2020年度には、「消費者志向経営の推進に関する有識者検討会」を開催しました。同有識者検討会では、消費者志向経営について、持続可能な社会への貢献を目標に位置付け、「消費者」と「共創・協働」して「社会価値」を向上させる経営であるとの概念整理を行うとともに、具体的な活動内容に基づく客観的な評価軸を策定しました。
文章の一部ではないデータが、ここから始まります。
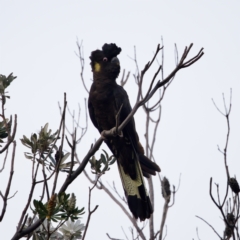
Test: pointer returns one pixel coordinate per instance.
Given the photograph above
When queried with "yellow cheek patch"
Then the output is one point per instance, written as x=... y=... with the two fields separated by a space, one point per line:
x=97 y=67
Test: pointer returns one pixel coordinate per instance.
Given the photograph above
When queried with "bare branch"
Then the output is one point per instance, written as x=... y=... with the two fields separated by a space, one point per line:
x=210 y=226
x=5 y=197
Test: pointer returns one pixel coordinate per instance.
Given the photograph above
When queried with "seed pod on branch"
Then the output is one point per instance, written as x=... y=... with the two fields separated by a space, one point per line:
x=51 y=206
x=234 y=185
x=165 y=188
x=231 y=219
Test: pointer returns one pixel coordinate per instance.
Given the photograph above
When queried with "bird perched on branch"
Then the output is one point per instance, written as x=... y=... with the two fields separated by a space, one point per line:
x=106 y=100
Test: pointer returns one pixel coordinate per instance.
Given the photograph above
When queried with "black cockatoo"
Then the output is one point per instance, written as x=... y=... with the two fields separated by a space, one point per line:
x=105 y=99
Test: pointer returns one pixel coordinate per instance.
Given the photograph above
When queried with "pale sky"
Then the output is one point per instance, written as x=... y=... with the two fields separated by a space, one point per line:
x=37 y=44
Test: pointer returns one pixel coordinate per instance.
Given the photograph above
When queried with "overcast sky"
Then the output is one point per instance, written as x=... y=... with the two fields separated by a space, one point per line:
x=37 y=44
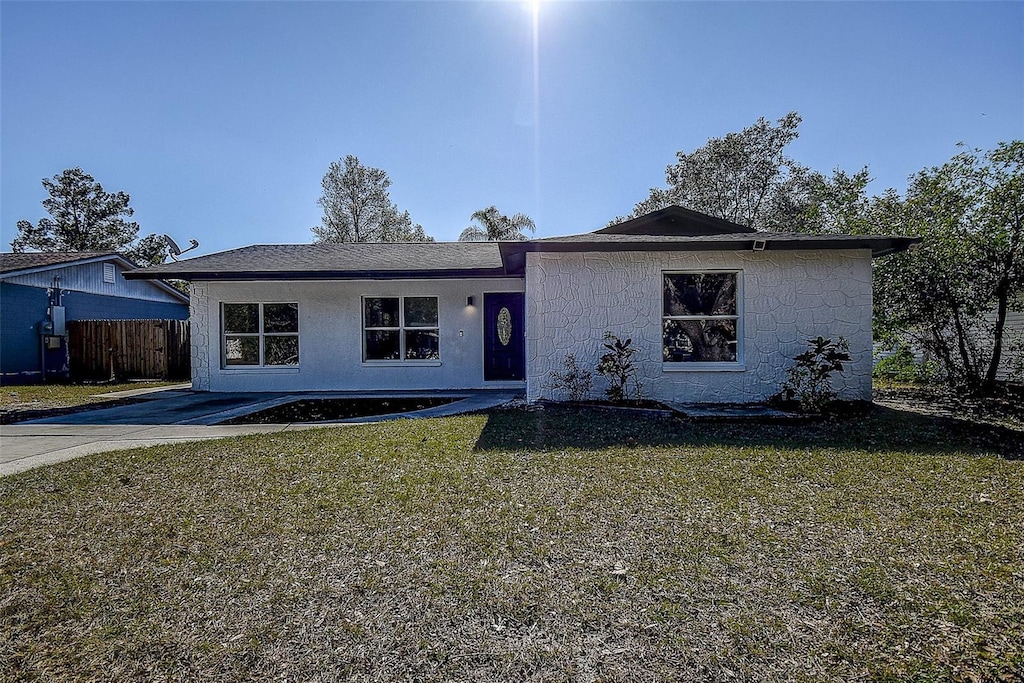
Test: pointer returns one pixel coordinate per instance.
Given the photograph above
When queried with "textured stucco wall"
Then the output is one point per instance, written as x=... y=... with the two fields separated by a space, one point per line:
x=331 y=336
x=785 y=298
x=199 y=333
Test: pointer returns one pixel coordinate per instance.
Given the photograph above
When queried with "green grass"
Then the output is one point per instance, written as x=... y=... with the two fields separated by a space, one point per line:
x=554 y=545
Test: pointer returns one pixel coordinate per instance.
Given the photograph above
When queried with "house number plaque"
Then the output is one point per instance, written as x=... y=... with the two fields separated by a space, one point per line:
x=504 y=326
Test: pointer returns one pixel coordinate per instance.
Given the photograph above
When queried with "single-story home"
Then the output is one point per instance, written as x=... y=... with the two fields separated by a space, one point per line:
x=715 y=309
x=42 y=291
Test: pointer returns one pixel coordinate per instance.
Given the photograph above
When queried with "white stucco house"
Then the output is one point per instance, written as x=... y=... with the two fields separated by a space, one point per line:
x=716 y=310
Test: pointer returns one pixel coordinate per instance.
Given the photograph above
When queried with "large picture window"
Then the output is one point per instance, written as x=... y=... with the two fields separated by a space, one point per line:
x=700 y=317
x=400 y=329
x=260 y=334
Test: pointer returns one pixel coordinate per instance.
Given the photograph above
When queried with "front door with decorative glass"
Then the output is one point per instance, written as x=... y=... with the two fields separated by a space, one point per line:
x=504 y=339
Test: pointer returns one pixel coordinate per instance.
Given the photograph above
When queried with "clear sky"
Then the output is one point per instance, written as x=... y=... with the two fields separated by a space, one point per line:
x=220 y=119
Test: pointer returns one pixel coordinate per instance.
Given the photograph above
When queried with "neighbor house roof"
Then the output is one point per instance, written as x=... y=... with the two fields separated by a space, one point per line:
x=339 y=261
x=672 y=228
x=13 y=264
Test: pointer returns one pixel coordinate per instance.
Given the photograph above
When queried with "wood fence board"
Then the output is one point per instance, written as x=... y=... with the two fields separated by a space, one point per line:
x=128 y=349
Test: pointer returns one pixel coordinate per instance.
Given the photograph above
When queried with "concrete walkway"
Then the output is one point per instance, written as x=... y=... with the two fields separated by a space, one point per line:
x=173 y=415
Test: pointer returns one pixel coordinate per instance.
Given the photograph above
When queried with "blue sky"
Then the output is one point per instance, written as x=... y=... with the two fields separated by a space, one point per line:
x=220 y=119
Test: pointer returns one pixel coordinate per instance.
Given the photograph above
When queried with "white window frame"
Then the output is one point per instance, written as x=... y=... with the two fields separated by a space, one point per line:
x=401 y=330
x=260 y=335
x=714 y=366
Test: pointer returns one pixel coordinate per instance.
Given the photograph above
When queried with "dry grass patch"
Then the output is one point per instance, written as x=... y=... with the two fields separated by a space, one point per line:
x=26 y=401
x=554 y=545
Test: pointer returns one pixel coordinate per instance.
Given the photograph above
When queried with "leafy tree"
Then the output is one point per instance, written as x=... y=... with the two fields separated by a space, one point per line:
x=952 y=293
x=495 y=226
x=744 y=177
x=357 y=207
x=84 y=217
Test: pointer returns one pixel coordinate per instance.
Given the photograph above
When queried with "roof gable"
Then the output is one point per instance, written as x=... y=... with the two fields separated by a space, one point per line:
x=675 y=221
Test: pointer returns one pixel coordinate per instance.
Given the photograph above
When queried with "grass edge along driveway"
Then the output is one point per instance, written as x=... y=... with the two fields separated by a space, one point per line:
x=557 y=545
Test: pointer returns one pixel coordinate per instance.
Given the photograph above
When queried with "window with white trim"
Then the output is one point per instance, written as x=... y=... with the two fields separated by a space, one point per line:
x=400 y=329
x=260 y=335
x=700 y=317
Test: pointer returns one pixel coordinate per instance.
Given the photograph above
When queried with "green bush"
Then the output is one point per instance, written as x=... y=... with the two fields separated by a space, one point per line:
x=809 y=381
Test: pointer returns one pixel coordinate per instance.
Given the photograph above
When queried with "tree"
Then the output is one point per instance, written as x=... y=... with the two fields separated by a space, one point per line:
x=743 y=177
x=357 y=207
x=952 y=293
x=84 y=217
x=495 y=226
x=151 y=250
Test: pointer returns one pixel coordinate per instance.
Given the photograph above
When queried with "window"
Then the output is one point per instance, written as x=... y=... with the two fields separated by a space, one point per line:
x=700 y=317
x=260 y=334
x=399 y=329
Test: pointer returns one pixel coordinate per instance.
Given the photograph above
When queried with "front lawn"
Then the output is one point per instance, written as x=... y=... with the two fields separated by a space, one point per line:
x=555 y=545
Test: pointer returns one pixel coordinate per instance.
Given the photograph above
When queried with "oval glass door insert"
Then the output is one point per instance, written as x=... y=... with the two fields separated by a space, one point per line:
x=504 y=326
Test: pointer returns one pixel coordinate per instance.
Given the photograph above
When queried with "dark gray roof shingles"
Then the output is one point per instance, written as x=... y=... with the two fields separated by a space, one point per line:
x=425 y=257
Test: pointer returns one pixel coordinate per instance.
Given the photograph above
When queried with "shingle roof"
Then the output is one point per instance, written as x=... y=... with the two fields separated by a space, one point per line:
x=10 y=262
x=675 y=220
x=339 y=261
x=673 y=228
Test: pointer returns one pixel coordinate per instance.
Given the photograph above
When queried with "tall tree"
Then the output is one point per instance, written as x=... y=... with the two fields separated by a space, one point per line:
x=357 y=207
x=496 y=226
x=85 y=217
x=744 y=177
x=953 y=292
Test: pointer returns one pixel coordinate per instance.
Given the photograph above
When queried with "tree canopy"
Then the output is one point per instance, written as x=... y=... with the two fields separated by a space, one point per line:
x=743 y=177
x=84 y=217
x=496 y=226
x=357 y=207
x=951 y=295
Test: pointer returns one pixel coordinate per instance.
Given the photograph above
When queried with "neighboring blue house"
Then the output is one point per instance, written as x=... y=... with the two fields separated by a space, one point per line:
x=41 y=291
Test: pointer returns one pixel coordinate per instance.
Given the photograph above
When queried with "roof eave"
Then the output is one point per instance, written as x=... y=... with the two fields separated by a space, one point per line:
x=143 y=273
x=513 y=253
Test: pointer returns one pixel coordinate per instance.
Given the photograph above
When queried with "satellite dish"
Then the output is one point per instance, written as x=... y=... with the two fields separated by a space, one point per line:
x=174 y=250
x=172 y=246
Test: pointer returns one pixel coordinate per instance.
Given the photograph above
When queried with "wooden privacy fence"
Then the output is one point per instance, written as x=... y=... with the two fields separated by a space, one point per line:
x=128 y=349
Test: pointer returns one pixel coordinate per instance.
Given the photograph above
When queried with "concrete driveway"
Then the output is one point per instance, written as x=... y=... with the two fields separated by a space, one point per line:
x=174 y=415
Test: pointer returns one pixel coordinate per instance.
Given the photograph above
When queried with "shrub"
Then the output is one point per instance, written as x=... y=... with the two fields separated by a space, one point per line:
x=574 y=381
x=809 y=381
x=619 y=368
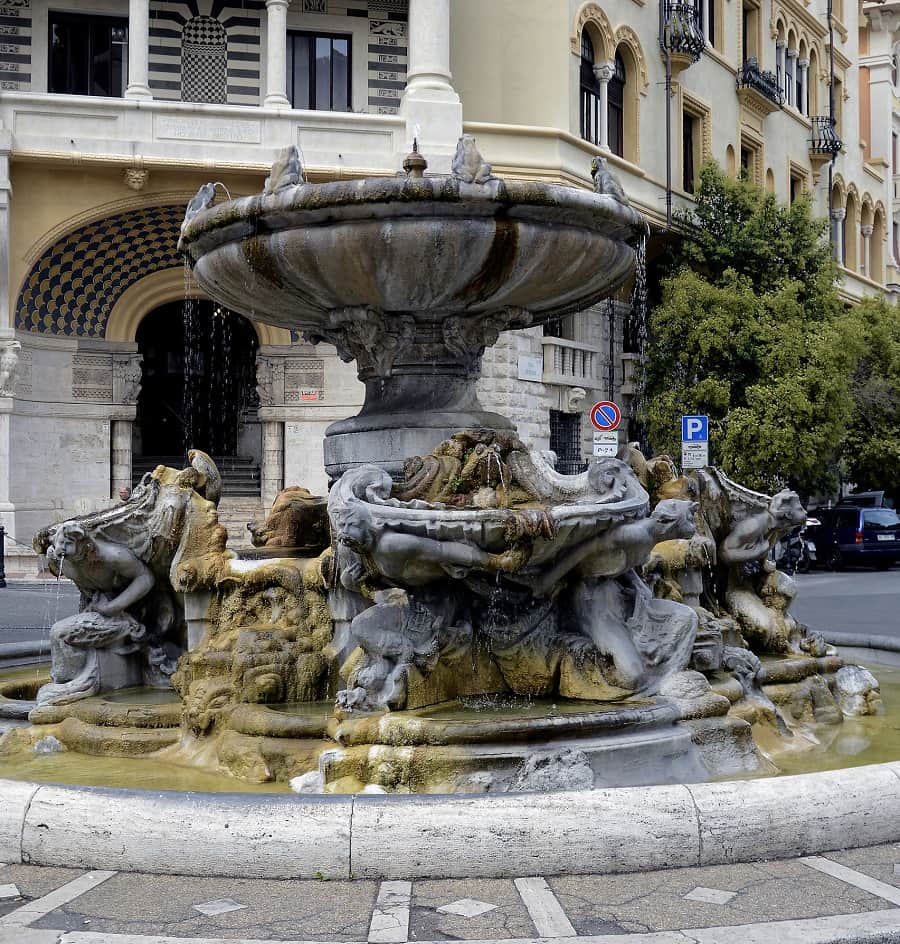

また、消費者志向経営のより一層の推進に向けて、優良事例を発信していくため、2018年度から「消費者志向経営優良事例表彰」を行っています。2020年度には、有識者検討会において再定義された消費者志向経営の概念や客観的な評価軸に基づき、当該表彰を実施しました。内閣府特命担当大臣表彰として1社、消費者庁長官表彰として6社を表彰し、2021年3月15日に開催した日経SDGsフォーラムにおいて表彰式を行いました。
(3)「ホワイト物流」推進運動の展開
トラック運転者不足に対応し、国民生活や産業活動に必要な物流機能を安定的に確保するとともに、経済の更なる成長に寄与するため、トラック輸送の生産性の向上・物流の効率化や、女性や高年齢層を含む多様な人材が活躍できる働きやすい労働環境の実現に取り組む、「ホワイト物流」推進運動を、関係省庁等と連携して推進しています。その一環として、消費者に対し、再配達の削減や引越時期の分散化を呼び掛けています。2020年度には、引き続きポータルサイト等を通じて消費者に対する呼び掛けを行うとともに、荷主事業者等を対象としたオンラインセミナーを開催し、トラック運送業の取引環境適正化に向けた取組の紹介や本運動賛同企業における具体的な取組内容の紹介等を行いました。
- 注73:事業者が自主的に消費者志向経営を行うことを自主宣言・公表し、宣言内容に基づいて取組を実施し、その結果をフォローアップして、公表する活動。推進組織では、各企業の自主宣言や取組を推進組織のウェブページ(消費者庁ウェブサイト内)へ掲載し、消費者・社会へ広く発信している。